Jesuit High School

Jesuit High Schools and the National Study of Youth and Religion Project builds from past research (i.e., Smith & Denton, 2005) to determine the influence of the culture of religious (and specifically Catholic and Ignatian) formation on the spiritual lives of students at Jesuit high schools, and to identify means for secondary educators to more effectively support students’ spiritual growth and development. The guiding questions for the pilot study are:

  1. Do students in three U.S. Jesuit schools have a similar pattern of spirituality outcomes as the diverse students in the NSYR?
  2. What impact does the experience of attending a Jesuit school (environment) have on students’ religious formation?
  3. What is the relationship among students’ gender, grade level, religious identification, and attendance of a Catholic elementary school and their beliefs and religious experiences in Jesuit high schools? 

Findings demonstrate that time spent in a Jesuit school results in a move away from the sort of moral relativism and belief in God as a cosmic therapist defined by Moralistic Therapeutic Deism (MTD). However, large portions of students from all demographic groups did show medium-to-high affinity with measures of MTD-like thinking, which means that this pervasive worldview impacts even intentionally-formed communities in religious high schools.
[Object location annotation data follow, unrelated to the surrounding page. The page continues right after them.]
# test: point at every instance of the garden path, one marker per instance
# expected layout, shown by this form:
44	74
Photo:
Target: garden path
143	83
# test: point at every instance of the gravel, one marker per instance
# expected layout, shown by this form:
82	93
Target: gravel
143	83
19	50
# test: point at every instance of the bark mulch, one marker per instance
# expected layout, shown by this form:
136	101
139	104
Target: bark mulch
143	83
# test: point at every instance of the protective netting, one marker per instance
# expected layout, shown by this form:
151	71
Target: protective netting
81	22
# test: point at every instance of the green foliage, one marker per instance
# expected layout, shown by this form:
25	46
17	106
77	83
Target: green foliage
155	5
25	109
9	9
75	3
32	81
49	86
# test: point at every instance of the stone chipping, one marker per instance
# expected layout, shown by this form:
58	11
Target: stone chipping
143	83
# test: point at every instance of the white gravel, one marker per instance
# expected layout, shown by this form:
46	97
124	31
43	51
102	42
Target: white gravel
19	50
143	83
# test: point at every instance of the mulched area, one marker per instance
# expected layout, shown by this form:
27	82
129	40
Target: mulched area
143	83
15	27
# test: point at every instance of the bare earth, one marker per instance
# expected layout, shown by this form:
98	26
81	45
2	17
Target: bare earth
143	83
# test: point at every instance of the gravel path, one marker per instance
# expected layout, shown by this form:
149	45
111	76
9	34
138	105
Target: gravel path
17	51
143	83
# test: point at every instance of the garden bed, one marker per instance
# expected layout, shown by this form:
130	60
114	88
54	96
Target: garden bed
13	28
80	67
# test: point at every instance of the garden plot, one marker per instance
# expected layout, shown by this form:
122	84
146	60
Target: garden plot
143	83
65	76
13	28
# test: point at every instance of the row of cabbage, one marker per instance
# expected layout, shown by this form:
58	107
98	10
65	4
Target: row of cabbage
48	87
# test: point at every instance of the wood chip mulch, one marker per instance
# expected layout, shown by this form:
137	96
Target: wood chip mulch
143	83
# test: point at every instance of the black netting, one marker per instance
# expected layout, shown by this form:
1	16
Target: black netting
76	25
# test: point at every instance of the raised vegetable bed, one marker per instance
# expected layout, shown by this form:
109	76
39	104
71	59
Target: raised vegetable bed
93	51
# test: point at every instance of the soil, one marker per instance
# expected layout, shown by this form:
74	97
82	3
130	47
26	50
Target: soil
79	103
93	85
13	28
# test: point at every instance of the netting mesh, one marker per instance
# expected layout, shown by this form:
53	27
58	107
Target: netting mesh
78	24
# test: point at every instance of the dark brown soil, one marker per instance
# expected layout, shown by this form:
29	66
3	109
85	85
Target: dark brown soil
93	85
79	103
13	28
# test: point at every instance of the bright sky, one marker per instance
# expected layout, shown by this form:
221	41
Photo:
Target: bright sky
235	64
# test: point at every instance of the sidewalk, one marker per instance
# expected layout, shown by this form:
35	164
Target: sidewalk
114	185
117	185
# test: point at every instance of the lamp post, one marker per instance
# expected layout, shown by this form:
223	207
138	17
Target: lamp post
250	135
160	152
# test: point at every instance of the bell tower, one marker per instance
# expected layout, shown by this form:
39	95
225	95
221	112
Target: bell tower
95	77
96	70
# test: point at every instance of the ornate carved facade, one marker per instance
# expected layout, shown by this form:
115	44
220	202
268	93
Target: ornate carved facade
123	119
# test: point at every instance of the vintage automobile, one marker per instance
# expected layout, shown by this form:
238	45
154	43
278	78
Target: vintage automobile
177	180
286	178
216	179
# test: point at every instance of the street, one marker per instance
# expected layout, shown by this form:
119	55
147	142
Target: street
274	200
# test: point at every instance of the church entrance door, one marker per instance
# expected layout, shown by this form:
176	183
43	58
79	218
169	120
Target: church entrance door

Implications of these findings suggest that educators at comparable high schools may want to consider the distinctions within their enrolled populations and ask themselves how differentiated support in religious and spiritual formation may be fruitful. Elements of the educational environment that may unintentionally foster a kind of relativistic thinking in students can be undergirded with additional teaching on how openness to new ideas does not necessarily have to mean that all ideas must be given equal value. Students can be taught to utilize the Ignatian culture prevalent in their schools as a means for discerning the merits of ideas that emerge both from the school and from society at large.